Номер телефона Бруни. Смутно помню, как вырвал тот листок из старой записной книжки и сунул в какую-то книгу. Перерываю залежи на полках в спальне, во встроенном шкафу: хватаю книгу, встряхиваю, бросаю, хватаю, встряхиваю, бросаю. Куча растет, расползается по полу. Выхожу из комнаты, ступая прямо по обложкам, снова лезу в телефон. Ничего. В день ее похорон, пообещав завязать, я все стер.
Может, номер есть у брата моей бывшей соученицы по лицею? Он как-то вечером тоже забрел в дом с олеандром. Из всех присутствовавших только с ним мне будет легко связаться.
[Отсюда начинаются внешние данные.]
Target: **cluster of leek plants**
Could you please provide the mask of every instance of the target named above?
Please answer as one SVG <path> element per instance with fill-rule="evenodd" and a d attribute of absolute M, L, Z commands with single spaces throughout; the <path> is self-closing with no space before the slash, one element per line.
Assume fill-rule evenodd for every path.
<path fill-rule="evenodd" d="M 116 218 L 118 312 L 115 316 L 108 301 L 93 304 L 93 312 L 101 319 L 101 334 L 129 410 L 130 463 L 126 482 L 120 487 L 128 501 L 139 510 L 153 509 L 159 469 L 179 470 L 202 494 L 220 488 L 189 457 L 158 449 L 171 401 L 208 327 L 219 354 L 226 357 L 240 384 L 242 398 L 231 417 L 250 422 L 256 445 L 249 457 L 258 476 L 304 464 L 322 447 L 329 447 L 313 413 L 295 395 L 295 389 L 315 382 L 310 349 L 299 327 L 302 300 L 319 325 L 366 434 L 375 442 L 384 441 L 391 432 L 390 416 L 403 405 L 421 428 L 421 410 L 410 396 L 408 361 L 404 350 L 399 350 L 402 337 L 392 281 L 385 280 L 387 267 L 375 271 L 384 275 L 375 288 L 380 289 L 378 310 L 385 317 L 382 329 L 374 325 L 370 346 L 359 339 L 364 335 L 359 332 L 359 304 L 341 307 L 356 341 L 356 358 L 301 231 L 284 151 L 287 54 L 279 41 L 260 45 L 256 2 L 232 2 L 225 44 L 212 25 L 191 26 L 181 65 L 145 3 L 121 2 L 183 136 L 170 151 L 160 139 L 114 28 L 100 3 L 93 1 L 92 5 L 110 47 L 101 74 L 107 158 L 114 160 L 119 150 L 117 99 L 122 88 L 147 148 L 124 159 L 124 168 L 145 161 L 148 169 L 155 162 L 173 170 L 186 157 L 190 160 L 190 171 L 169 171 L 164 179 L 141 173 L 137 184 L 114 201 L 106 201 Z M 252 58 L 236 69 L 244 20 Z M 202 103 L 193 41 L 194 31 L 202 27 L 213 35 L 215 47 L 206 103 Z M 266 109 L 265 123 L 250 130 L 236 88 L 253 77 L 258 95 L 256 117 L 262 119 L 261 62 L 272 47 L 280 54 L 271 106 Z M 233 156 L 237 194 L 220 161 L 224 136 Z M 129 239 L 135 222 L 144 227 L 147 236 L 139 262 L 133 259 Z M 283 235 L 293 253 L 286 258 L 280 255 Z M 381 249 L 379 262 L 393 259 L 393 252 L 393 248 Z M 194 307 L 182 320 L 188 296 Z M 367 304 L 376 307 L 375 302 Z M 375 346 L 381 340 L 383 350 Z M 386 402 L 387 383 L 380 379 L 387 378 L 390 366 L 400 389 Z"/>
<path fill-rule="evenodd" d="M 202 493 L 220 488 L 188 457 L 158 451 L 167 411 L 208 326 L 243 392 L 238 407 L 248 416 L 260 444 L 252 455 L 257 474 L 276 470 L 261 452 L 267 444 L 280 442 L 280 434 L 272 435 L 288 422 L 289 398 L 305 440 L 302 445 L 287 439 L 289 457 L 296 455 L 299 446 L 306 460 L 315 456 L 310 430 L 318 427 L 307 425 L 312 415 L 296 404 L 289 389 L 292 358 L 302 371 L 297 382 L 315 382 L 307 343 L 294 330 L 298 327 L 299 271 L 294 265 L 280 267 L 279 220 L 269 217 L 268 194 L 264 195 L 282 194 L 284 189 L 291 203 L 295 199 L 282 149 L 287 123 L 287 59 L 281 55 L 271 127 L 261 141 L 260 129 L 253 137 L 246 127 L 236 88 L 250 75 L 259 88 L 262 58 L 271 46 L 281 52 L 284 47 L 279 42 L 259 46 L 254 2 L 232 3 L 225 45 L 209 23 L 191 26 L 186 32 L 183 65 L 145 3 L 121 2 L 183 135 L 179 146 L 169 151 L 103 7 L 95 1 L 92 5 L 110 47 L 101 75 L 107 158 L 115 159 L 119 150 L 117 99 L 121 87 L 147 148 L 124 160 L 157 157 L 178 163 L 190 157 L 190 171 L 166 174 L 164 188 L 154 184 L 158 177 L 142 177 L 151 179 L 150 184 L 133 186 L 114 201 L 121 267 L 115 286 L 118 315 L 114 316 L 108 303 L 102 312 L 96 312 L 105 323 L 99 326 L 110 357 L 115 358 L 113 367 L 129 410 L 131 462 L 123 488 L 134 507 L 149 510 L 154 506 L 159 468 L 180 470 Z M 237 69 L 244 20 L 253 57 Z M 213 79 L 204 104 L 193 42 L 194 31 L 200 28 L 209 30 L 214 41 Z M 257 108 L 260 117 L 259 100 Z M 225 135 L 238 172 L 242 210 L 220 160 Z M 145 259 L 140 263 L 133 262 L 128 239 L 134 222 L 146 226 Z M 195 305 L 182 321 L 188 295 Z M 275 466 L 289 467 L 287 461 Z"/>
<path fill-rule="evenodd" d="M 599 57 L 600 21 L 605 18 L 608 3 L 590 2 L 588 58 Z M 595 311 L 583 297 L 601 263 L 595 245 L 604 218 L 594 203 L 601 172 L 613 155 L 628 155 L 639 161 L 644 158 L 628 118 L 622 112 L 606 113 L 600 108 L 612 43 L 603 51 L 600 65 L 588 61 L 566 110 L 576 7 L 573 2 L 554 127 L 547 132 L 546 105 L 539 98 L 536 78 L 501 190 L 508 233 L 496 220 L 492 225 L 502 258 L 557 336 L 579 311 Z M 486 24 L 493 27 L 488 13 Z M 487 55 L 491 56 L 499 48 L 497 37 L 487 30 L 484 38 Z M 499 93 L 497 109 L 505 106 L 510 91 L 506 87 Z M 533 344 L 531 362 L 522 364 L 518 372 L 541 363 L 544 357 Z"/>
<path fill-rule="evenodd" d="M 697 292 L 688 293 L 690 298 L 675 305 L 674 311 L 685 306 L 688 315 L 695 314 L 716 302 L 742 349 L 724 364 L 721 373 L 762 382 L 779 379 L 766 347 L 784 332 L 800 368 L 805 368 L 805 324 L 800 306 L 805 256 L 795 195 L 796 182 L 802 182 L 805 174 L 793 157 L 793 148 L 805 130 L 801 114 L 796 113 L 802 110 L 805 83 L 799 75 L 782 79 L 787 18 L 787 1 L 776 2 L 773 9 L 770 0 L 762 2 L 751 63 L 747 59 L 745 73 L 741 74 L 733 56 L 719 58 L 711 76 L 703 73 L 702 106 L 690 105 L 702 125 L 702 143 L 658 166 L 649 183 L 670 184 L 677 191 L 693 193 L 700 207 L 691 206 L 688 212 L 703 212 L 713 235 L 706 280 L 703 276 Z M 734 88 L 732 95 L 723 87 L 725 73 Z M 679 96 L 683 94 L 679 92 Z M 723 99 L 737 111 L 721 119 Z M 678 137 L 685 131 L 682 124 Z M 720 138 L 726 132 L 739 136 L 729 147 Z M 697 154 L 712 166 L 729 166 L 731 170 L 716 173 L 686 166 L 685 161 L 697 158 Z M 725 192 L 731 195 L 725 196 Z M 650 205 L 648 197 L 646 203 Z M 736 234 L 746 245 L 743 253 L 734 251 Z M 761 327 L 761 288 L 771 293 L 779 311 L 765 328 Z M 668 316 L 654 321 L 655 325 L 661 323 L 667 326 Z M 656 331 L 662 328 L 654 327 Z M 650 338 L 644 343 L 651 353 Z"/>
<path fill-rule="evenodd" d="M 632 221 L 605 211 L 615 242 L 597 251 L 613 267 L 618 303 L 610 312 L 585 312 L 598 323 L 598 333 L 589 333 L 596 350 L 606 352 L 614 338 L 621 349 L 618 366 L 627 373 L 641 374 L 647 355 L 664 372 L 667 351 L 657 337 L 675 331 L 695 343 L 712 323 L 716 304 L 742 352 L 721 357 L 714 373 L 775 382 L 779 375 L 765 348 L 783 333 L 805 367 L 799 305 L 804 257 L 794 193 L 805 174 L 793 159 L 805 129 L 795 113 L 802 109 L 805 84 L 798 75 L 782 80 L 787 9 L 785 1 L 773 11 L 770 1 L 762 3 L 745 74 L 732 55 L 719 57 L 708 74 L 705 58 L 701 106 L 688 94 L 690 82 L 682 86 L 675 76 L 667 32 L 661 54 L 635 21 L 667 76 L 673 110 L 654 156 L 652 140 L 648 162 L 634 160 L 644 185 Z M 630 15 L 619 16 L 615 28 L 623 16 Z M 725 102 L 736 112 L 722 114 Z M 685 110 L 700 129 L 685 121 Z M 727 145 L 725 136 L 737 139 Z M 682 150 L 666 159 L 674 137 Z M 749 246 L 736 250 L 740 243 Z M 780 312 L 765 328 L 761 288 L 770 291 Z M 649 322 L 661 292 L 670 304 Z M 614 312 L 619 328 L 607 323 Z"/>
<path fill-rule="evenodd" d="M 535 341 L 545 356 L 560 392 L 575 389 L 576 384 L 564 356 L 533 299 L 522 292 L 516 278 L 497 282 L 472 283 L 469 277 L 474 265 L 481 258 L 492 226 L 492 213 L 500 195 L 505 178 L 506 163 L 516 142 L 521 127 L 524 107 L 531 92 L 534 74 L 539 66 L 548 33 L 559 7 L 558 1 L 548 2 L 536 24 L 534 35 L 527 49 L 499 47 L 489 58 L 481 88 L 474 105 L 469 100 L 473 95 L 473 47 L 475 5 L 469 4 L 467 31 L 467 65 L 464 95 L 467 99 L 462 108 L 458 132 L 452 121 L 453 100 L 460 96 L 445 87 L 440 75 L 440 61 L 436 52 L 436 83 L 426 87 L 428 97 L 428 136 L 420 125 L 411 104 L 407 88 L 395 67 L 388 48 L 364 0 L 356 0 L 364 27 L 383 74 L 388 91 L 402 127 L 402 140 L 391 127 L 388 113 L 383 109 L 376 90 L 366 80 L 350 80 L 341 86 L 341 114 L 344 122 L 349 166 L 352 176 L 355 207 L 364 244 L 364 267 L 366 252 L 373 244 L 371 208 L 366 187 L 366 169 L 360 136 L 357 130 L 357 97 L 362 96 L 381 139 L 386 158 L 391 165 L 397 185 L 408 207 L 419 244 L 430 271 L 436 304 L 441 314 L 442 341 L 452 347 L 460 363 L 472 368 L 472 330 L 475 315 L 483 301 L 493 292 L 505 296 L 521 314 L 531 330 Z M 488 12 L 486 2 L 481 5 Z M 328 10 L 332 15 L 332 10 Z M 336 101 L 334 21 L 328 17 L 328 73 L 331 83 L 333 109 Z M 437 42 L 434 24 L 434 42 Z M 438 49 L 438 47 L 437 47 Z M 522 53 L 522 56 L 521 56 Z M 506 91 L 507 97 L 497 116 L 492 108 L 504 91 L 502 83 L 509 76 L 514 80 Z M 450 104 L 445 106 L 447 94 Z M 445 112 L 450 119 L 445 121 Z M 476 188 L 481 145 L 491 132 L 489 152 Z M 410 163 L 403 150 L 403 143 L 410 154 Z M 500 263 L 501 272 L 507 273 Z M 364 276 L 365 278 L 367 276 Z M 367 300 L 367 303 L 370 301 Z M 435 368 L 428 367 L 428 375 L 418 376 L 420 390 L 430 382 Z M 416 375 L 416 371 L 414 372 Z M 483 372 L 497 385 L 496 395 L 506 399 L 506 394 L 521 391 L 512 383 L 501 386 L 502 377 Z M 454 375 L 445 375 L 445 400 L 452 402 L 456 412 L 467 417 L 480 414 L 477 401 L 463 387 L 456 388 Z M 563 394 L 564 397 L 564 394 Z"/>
Звоню, вопросов он не задает, но, в свою очередь, просит дать ему время поискать. Мы заговариваем о его сестре: она стала статистиком в римском отделении Продовольственной программы ООН. Заговариваем о Нандо, о смерти которого он узнал от матери, они оба выражают мне искренние соболезнования. Потом вешаем трубку, и минут через десять он присылает мне эсэмэску с номером Бруни.